Sunday, February 8, 2015

On Sergey Lavrov's Guarded and Late Munich Admission that the Kiev Regime is Nazi (But Where Else Ought This Recognition to Be Made than in Munich?)

In yesterday's speech, Lavrov made a significant progress and came very close to recognizing the Kiev junta as a Nazi regime. In particular, Lavrov boldly declared: "Regretfully, our western colleagues are apt to close their eyes to everything that is said and done by the Kiev authorities, including fanning xenophobic attitudes. Let me quote: “Ukrainian social-nationalism regards the Ukrainian nation as a blood-race community.” Which is followed by: “The issue of total Ukrainisation in the future social-nationalist state will be resolved within three to six months by a tough and balanced state policy.” The author of those words is Andrey Biletsky, the commander of the Azov regiment, which is actively engaged in the military activities in Donbass. Some other activists who gained a position in politics and power, including Dmitry Yarosh, Oleg Tyagnibok and the leader of the Radical Party in the Verkhovna Rada Oleg Lyashko, publicly called a number of times for an ethnically clean Ukraine, for the extermination of Russians and Jews. Those statements failed to evoke any reaction in the western capitals. I don’t think present-day Europe can afford to neglect the danger of the spread of the neo-Nazi virus. ... Yet regardless of all that, more loud calls are being made in some western countries to step up support of the Kiev authorities’ vector towards militarisation of society and the state ... "!OpenDocument

In this, it seems that the Russian Foreign Minister drew on the recent article by Eric Zeusse:

This truthfulness comes at a time when the new Minsk peace plan is being formulated in the form of the "implementation" of the previous Minsk Agreements, but now with talks about broader demilitarization and even a deployment of a peacekeeping force.

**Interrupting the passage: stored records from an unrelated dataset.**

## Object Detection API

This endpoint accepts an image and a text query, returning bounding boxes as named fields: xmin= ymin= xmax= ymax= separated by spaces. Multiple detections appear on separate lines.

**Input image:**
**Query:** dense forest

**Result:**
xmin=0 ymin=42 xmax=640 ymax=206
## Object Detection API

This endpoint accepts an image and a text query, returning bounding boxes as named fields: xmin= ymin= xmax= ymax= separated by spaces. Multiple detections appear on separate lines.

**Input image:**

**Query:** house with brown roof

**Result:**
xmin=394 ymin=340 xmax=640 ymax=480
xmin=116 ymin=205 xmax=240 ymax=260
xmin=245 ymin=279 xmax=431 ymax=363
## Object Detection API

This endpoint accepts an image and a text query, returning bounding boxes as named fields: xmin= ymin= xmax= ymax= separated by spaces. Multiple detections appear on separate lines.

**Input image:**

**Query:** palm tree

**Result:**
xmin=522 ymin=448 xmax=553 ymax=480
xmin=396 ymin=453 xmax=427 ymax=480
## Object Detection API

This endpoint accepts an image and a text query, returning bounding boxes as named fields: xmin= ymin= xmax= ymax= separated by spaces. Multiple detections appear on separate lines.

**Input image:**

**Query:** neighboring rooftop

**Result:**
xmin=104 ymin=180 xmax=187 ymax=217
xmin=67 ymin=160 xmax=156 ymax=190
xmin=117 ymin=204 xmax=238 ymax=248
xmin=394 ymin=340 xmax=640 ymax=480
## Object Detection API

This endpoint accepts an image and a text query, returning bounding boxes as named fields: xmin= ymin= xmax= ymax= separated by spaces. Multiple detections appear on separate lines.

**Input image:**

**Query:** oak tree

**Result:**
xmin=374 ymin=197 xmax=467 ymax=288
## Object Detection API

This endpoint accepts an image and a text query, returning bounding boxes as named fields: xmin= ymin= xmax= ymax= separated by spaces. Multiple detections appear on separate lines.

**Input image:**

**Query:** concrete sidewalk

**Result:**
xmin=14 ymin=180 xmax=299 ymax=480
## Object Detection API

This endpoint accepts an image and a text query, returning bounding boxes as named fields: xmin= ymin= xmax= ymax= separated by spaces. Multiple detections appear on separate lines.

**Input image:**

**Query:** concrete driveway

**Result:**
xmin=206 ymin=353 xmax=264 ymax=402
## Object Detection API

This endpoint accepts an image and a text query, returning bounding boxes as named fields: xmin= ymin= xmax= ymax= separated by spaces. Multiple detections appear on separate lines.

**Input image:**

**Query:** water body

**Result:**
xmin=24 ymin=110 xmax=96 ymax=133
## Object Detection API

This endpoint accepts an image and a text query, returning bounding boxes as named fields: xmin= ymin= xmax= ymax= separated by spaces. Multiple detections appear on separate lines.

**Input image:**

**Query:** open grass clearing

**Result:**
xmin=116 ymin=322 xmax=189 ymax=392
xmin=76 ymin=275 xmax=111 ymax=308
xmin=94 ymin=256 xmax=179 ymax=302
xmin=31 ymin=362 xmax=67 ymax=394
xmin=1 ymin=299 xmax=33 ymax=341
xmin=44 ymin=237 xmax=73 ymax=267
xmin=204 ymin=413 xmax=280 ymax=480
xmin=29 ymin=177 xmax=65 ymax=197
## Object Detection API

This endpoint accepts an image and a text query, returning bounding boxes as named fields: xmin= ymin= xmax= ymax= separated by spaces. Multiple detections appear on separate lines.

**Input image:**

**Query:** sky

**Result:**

Although Lavrov did not use the term Nazism, he all but stated it with the help of such terms as "social nationalism," "Ukranization," "an ethnically clean Ukraine," "extermination of Russians and Jews," "the neo-Nazi virus," and "militarization of society and the state." He, however, stopped short of extending this Nazification to the regime or the junta as a whole. Yet, after a year (almost precisely), Russian diplomacy and official policy toward Ukraine all but broke its previous official taboo.

This step forward, however, only further underscores the problem of Russia's hitherto approach and policy. For, now it is all but official or almost official that the Kiev junta is Nazi, as far as Moscow is officially concerned. This means that conflict resolution is no longer merely a question of how to reconcile two parties in general, but two parties, one of which is self-consciously and decidedly not only or merely anti-Russian, but above all Nazi, in fact. And the other one is anti-Nazi resistance. In other words, the problem and question is how to settle a war, a fundamental conflict, with Nazism, but one which has the adamant and much unified support of the US, the EU, and NATO? In this regard, Lavrov repeated the old, previous mantra, which was used when Moscow did not dare to call the Nazis in Kiev Nazi.  Thus, in the same speech, Lavrov also said after he described the regime to a great extent as "national socialist" (or Nazi): "The Ukrainian crisis cannot be settled by military force. This was confirmed last summer when the situation on the battlefield forced the participants to sign the Minsk Accords. It is being confirmed now as well, when the next attempt to gain a military victory is failing."

Along the same lines, Lavrov also stated again that the conflict (with Ukrainian Nazism) ought to be settled through direct talks (with the Nazi regime) and constitutional reforms, which would also be acceptable to the same regime (and in which neither the junta nor the West is showing any  interest).

In this regard, Lavrov also stated again that the Russian government is calling for "practical steps [on the part of Kiev, Donetsk and Lugansk] to restore the common economic, social and political space within the territorial integrity of Ukraine."

Here, as El Murid correctly pointed out (and as I was consistently and continuously arguing), the real and fundamental political (and also existential) problem of the conflict and the war in Ukraine is the Nazi  character of the junta and its regime. ( No ceasefire, "bad peace" or bending backwards in front of the Empire and the junta (see the recent article by Israel Shamir), no pacifying or appeasing Nazism is solving or even remotely addressing this fundamental problem.  One does not cure cancer by telling the cancerous tumors diplomatic lies or by disarming the body or putting off its resistance.

And so the question is, if the question is meant in earnest (and not just to placate the critics and put them asleep again) how do you construct a "common political space"--common both to Nazism and the antifascist forces with the Nazis to keep "state sovereignty" and to remain in control of the state and its security forces (and nearly all the media)?